There are people who are using genetic algorithms to invent improved circuit designs for FPGA. So in theory a processor might be able to optimize its own design when it is not doing anything else using this technique. It could optimize both the software it was running, and the software that defined the hardware that defines it and that runs the software that optimizes itself.

But it probably would not be able to keep up with Moore's law and optimize itself very far or very fast compared to the rest of the industry. Although some circuit designers have reported more optimization than they expected this way.

Reply to
fox

That is the premise of the field known as "dynamic recompilation" in general. I believe that IBM and HP both have results in that area, but the only two uses that have got much notice at a public level are Transmeta's Crusoe and Efficion processors and (perhaps) Sun's HotSpot JVM. The degree to which performance actually improves, as a function of time, is probably less than what could be achieved with a profile-directed native compiler, but various deployment issues can prevent that from being an option.

Cheers,

--
Andrew
Reply to
Andrew Reilly

I'm not sure I would include HotSPot and other software-based JITs in technologies that allow a processor to improve at run-time. Transmeta's chips are included, though, as they at runtime improves performance of the only architecturally visible instruction set (x86).

Indeed. Transmeta decided not to let the native ISA be visible, so you can not do offline compilation from x86 to this, nor can you replace the architecturally visible ISA. IIRC, Transmeta made a prototype that had JVM as the visible ISA (translating at runtime to the same native ISA as the x86 chip), but that chip was never sold.

As others have mentioned, caches, branch prediction and similar technologies found in almost all modern CPUs will also make the processor improve performance over time, though not as dramatically as the Transmeta chips.

Torben

Reply to
Torben Ægidius Mogensen

unless you're talking of overclocking there's no after-market, gross, speed boost available,

what is possible is to improve the performance by changing the software ( and in some circumstances the microcode) but this generally requires outside help - it's not an autonomous process.
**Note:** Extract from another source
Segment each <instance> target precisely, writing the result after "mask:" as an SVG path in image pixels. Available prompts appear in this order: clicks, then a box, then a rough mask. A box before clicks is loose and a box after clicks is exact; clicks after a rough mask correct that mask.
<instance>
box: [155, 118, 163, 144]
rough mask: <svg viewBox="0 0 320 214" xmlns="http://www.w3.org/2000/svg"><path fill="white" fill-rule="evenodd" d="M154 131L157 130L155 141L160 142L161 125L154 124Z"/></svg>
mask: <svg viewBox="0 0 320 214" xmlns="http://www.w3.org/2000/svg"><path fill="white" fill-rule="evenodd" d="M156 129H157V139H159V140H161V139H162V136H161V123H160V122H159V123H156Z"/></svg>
another possibility is some sort of learning algorythm, but if efficiency is important it's usually best to get it right beforehand...

--

Bye.
   Jasen
Reply to
Jasen Betts

Has anyone worked with one of these clockless devices? I believe ARM Amulet is one such device. I think one would be interesting from a tinkering point of view but I'd hate to have to make one work in a system - particularly one with time contraints.

Reply to
Tom Lucas

yes it's possible but the genius hasn't appeared that has implemented it practically yet. we're still waiting on our eistein.

most people know that software can be optimized and made to run in parallel, so enough about that. it's not been done well, but eventually programs will self-modify and approach some sort of theoretical limit. with increasing chip speeds the pressure has not ever been there to make it happen, so nobody has bothered to do the math, etc.
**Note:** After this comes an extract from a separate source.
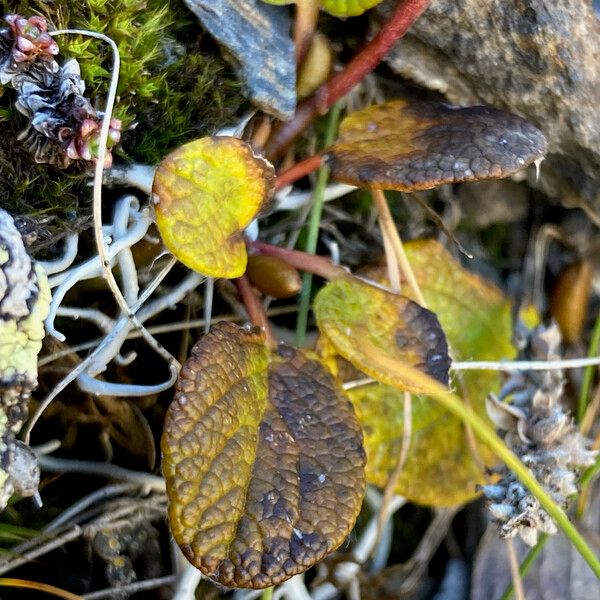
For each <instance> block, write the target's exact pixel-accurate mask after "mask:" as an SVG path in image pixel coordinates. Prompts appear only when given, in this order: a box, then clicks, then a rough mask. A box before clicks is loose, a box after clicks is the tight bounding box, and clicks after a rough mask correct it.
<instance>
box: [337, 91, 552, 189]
mask: <svg viewBox="0 0 600 600" xmlns="http://www.w3.org/2000/svg"><path fill="white" fill-rule="evenodd" d="M546 150H547V142H546V139H545V138H544V136H543V134H542V132H541V131H539V129H537V128H536V127H534V126H533V125H532V124H531V123H529V122H528V121H526V120H525V119H522V118H521V117H518V116H517V115H514V114H512V113H509V112H506V111H502V110H498V109H495V108H491V107H486V106H468V107H457V106H450V105H448V104H441V103H434V102H408V101H406V100H394V101H392V102H386V103H385V104H377V105H374V106H370V107H368V108H365V109H363V110H360V111H357V112H354V113H352V114H350V115H349V116H348V117H346V118H345V119H344V120H343V121H342V124H341V126H340V134H339V139H338V141H337V142H336V143H335V144H334V145H333V146H331V147H330V148H329V149H328V150H327V154H326V158H327V162H328V164H329V166H330V168H331V175H332V178H333V179H335V180H337V181H341V182H344V183H349V184H351V185H357V186H359V187H361V186H362V187H364V186H369V187H371V188H379V189H393V190H401V191H414V190H426V189H429V188H433V187H436V186H438V185H441V184H443V183H457V182H460V181H476V180H480V179H493V178H501V177H507V176H509V175H512V174H513V173H515V172H517V171H520V170H521V169H523V168H525V167H526V166H527V165H529V164H530V163H532V162H533V161H535V160H537V159H539V158H541V157H542V156H543V155H544V154H545V152H546Z"/></svg>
what most people do NOT know about are the strides being made with fpga's, etc. here, the algorithms leave the realm of software only optimization and enter the world of hardware. the chip itself can change. with an fpga you can actually change the arrangement of logic gates on the chip to create new processors, or modify existing designs, etc, immediately, through software. so, in theory, a self-modifying program could discover that it has a number of tasks that could run in parallel so it modifies it's own hardware to create exactly how many miniature processors it needs to do the job most efficiently.

like i said, the capability is there, but the genius hasn't arrived yet who brings it all together. at the moment it is an untapped resource.